The NBD protocol supports Forced Unit Access (FUA) as a more efficient
way to wait for just one write to land in persistent storage, rather
than all outstanding writes at the time of a flush; modeled after
the kernel's block I/O flag of the same name. While we can emulate
the proper semantics with a full-blown flush, there are some plugins
that can properly pass the FUA flag on to the end storage and thereby
avoid some overhead.
This patch introduces new callbacks and documentations for those
callbacks, although the actual implementation to take advantage of
the new callbacks will be in later patches.
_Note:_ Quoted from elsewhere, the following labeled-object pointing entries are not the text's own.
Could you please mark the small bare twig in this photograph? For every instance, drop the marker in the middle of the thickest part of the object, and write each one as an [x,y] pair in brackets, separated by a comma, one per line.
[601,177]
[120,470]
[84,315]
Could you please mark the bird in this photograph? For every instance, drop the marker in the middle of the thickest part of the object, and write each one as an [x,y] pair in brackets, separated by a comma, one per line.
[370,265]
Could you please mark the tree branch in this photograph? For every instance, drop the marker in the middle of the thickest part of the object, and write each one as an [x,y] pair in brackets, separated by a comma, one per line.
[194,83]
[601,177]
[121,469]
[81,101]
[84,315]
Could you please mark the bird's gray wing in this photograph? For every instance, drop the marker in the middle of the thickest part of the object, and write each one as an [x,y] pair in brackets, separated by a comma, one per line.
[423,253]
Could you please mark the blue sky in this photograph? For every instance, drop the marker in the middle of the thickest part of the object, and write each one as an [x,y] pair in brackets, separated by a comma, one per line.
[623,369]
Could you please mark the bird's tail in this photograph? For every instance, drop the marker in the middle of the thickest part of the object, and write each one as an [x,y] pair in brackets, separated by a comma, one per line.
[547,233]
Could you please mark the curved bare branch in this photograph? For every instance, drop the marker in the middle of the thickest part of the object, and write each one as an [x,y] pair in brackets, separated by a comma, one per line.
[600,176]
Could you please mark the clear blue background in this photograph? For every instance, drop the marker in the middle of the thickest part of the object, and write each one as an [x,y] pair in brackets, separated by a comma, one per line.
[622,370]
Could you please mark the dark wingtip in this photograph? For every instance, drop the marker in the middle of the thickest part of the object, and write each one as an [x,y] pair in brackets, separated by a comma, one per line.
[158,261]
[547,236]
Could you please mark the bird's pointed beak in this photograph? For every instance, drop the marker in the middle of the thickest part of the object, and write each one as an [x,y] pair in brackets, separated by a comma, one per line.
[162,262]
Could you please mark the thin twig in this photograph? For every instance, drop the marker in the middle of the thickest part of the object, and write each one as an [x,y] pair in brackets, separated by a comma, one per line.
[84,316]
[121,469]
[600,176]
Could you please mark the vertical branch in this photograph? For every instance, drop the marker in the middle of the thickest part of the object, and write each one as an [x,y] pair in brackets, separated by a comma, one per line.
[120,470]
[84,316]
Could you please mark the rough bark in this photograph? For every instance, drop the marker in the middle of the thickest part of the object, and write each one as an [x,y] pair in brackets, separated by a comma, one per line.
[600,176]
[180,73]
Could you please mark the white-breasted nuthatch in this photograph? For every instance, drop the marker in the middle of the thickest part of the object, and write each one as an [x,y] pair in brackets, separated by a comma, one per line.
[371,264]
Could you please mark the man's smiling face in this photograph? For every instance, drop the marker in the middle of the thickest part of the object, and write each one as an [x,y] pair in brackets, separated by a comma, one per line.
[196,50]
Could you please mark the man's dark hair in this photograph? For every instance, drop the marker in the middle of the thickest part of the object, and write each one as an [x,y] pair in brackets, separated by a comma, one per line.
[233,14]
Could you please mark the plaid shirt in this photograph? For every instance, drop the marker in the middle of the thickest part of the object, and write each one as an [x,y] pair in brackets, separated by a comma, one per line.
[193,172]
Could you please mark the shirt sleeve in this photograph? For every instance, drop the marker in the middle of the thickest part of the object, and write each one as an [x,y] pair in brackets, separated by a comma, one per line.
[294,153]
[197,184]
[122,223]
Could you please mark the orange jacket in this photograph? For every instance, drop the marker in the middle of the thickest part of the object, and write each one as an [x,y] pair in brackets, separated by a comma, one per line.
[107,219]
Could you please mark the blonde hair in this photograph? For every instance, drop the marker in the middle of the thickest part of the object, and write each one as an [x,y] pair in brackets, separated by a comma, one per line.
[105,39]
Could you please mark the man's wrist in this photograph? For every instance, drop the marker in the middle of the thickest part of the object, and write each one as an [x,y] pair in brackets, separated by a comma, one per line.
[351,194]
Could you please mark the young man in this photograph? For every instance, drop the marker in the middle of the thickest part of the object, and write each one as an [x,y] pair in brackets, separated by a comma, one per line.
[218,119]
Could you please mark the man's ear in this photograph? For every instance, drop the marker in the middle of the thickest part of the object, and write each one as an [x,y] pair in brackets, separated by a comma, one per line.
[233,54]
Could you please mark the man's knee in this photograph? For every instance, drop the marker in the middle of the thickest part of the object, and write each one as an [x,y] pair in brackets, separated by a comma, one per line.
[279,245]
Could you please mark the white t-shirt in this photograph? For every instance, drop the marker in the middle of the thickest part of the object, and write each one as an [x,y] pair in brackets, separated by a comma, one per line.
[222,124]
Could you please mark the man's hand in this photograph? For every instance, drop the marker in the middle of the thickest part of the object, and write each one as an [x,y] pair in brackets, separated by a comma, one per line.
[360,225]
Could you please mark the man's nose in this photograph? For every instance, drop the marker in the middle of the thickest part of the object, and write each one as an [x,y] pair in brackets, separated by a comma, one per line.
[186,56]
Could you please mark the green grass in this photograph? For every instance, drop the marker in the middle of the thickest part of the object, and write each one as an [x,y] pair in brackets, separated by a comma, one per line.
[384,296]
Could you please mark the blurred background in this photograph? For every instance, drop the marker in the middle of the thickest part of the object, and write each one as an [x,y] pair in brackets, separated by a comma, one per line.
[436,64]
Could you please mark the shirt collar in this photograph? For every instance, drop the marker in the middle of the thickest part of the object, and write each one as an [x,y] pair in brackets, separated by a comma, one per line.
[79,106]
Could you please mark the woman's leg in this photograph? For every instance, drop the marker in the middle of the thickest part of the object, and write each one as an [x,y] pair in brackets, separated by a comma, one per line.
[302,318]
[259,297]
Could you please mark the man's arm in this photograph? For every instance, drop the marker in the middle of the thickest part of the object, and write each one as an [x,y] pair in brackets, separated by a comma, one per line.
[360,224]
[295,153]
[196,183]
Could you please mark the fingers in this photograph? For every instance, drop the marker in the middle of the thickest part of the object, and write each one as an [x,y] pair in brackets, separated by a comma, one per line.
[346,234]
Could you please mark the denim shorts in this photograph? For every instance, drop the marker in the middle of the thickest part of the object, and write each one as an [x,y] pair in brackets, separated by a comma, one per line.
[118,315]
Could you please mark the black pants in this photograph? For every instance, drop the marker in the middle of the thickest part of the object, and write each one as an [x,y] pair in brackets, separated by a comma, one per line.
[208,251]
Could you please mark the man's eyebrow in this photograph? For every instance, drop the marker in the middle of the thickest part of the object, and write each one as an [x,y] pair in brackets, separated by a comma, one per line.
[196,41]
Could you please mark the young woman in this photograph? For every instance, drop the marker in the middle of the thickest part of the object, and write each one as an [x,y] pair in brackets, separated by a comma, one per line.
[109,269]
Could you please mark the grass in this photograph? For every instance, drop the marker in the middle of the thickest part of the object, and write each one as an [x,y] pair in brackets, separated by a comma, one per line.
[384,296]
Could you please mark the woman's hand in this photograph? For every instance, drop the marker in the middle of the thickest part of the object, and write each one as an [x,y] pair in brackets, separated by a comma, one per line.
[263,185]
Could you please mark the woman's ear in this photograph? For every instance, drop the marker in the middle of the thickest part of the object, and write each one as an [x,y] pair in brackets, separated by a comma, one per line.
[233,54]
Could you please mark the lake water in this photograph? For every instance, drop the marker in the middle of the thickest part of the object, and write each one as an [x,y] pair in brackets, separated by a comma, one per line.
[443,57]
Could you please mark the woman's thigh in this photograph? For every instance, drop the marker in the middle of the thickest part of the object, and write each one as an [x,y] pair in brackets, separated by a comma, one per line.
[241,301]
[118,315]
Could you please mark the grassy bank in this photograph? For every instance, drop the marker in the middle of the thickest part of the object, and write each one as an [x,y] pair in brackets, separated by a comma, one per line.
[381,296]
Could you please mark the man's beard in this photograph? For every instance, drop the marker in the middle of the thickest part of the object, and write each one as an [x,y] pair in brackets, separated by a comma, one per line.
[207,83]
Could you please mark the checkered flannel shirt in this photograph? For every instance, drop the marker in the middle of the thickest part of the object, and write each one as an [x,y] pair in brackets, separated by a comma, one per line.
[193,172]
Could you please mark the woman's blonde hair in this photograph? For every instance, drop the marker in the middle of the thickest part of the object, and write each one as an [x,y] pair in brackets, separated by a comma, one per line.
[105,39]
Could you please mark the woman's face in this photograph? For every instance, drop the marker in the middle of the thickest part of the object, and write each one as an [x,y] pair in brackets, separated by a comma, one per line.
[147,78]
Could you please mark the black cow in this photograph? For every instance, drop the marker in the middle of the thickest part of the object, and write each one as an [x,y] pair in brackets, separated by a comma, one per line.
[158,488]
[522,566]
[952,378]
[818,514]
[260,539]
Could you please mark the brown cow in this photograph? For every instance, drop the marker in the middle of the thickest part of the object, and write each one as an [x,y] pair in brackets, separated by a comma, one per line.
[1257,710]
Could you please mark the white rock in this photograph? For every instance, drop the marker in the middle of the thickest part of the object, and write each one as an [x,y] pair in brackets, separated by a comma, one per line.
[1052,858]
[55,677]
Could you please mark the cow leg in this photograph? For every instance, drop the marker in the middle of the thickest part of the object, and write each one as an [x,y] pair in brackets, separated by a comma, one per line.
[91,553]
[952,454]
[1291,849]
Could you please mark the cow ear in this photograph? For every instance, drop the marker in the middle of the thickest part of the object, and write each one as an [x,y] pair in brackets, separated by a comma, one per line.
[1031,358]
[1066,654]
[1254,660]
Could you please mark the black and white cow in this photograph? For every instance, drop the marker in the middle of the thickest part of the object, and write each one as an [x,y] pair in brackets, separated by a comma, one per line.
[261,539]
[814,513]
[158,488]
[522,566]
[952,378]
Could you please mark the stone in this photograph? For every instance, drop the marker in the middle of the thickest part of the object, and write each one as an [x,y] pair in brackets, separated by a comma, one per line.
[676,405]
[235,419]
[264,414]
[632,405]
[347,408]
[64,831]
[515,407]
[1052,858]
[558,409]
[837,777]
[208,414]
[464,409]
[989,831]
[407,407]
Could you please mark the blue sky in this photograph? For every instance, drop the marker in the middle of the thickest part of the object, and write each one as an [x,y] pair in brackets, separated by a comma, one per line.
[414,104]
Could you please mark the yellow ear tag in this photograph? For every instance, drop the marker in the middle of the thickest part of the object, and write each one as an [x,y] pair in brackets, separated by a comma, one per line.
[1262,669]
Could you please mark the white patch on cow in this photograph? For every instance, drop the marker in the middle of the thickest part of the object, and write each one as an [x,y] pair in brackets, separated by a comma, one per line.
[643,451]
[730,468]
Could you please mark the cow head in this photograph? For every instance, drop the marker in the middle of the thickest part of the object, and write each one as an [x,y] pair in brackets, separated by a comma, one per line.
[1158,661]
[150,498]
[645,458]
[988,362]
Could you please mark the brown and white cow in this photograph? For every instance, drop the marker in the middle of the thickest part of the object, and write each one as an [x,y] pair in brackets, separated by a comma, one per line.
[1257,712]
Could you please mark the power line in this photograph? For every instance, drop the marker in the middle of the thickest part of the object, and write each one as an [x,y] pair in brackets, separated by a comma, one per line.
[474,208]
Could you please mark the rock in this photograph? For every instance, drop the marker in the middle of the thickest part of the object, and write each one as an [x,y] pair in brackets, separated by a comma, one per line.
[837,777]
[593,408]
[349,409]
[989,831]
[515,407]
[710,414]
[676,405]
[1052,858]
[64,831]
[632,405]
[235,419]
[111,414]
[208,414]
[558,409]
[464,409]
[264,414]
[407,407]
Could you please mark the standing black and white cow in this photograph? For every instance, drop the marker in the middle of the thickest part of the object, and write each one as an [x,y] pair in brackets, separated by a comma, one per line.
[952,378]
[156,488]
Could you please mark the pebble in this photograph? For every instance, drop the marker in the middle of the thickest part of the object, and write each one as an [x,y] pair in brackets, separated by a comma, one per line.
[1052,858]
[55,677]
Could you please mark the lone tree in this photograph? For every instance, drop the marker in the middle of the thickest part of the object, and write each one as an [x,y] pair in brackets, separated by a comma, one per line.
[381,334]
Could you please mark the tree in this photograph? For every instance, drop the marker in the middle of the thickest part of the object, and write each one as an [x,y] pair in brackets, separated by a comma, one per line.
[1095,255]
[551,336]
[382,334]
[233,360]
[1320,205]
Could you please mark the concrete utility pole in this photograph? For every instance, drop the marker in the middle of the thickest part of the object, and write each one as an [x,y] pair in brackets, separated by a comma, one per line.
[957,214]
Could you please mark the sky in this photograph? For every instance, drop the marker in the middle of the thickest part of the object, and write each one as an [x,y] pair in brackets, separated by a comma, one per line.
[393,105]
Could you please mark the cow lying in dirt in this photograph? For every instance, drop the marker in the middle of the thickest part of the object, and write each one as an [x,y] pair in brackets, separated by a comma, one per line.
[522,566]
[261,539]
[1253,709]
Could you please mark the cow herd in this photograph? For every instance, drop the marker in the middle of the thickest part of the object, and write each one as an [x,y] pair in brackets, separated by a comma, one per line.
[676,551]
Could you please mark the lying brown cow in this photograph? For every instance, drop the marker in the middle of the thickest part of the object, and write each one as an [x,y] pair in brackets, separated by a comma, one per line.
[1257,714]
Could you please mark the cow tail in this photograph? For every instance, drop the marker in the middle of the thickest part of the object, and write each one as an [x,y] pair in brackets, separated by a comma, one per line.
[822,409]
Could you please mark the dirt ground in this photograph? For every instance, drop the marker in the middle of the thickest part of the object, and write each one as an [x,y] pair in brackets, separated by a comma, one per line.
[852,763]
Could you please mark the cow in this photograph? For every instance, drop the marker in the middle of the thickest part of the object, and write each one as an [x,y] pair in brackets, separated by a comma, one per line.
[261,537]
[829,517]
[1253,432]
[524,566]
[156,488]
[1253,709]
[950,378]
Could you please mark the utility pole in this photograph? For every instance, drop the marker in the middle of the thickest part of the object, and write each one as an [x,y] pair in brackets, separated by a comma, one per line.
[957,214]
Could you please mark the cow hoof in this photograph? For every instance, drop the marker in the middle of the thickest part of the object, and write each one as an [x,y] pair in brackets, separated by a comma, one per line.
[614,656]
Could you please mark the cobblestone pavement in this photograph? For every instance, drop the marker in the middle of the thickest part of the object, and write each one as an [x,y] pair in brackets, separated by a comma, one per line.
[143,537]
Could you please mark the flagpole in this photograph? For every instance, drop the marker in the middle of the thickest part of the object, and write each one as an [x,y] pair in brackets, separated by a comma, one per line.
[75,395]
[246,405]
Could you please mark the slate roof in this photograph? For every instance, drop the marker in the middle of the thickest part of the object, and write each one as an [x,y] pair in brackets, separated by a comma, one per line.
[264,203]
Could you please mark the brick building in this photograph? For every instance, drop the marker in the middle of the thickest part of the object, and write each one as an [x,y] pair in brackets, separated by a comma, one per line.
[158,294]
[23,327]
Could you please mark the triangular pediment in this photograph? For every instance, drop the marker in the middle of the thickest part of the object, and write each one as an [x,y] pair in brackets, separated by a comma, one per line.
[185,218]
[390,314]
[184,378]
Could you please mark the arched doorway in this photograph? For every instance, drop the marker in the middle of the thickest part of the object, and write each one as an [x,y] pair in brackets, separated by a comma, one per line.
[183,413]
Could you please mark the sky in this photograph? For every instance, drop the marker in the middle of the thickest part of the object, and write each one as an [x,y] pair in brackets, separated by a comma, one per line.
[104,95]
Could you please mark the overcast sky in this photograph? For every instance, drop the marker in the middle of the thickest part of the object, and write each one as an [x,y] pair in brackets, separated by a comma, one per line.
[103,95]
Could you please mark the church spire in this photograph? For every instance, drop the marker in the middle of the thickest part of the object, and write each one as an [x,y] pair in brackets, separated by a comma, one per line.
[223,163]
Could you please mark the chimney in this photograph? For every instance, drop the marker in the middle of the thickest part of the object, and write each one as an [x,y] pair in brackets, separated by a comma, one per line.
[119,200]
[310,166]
Signed-off-by: Eric Blake <eblake(a)redhat.com>
---
docs/nbdkit-plugin.pod | 77 +++++++++++++++++++++++++++++++++++++++++++++++--
docs/nbdkit.pod | 9 ++++--
include/nbdkit-plugin.h | 8 ++++-
3 files changed, 88 insertions(+), 6 deletions(-)
diff --git a/docs/nbdkit-plugin.pod b/docs/nbdkit-plugin.pod
index 9abf75f..cb936f7 100644
--- a/docs/nbdkit-plugin.pod
+++ b/docs/nbdkit-plugin.pod
@@ -359,7 +359,7 @@ If there is an error, C<.can_write> should call
C<nbdkit_error> with
an error message and return C<-1>.
This callback is not required. If omitted, then we return true iff a
-C<.pwrite> callback has been defined.
+C<.pwrite> or C<.pwrite_fua> callback has been defined.
=head2 C<.can_flush>
@@ -400,7 +400,28 @@ If there is an error, C<.can_trim> should call
C<nbdkit_error> with an
error message and return C<-1>.
This callback is not required. If omitted, then we return true iff a
-C<.trim> callback has been defined.
+C<.trim> or C<.trim_fua> callback has been defined.
+
+=head2 C<.can_fua>
+
+ int can_fua (void *handle);
+
+This is called during the option negotiation phase to find out if the
+plugin supports the Forced Unit Access (FUA) flag on write and trim
+requests.
+
+If there is an error, C<.can_fua> should call C<nbdkit_error> with an
+error message and return C<-1>.
+
+This callback is not required. If omitted, then we return true iff
+either the C<.pwrite_fua> callback has been defined, or if C<.can_flush>
+returns true (in the latter case, FUA semantics are emulated by nbdkit
+calling C<.flush> before completing any write or trim operation with
+the FUA flag set).
+
+Note that if this defaults to true and C<.can_trim> also returns true,
+the plugin must provide either C<.flush> or C<.trim_fua> for correct
+FUA semantics.
=head2 C<.pread>
@@ -442,6 +463,21 @@ recovered from), C<.pwrite> should call C<nbdkit_error>
with an error
message, and C<nbdkit_set_error> to record an appropriate error
(unless C<errno> is sufficient), then return C<-1>.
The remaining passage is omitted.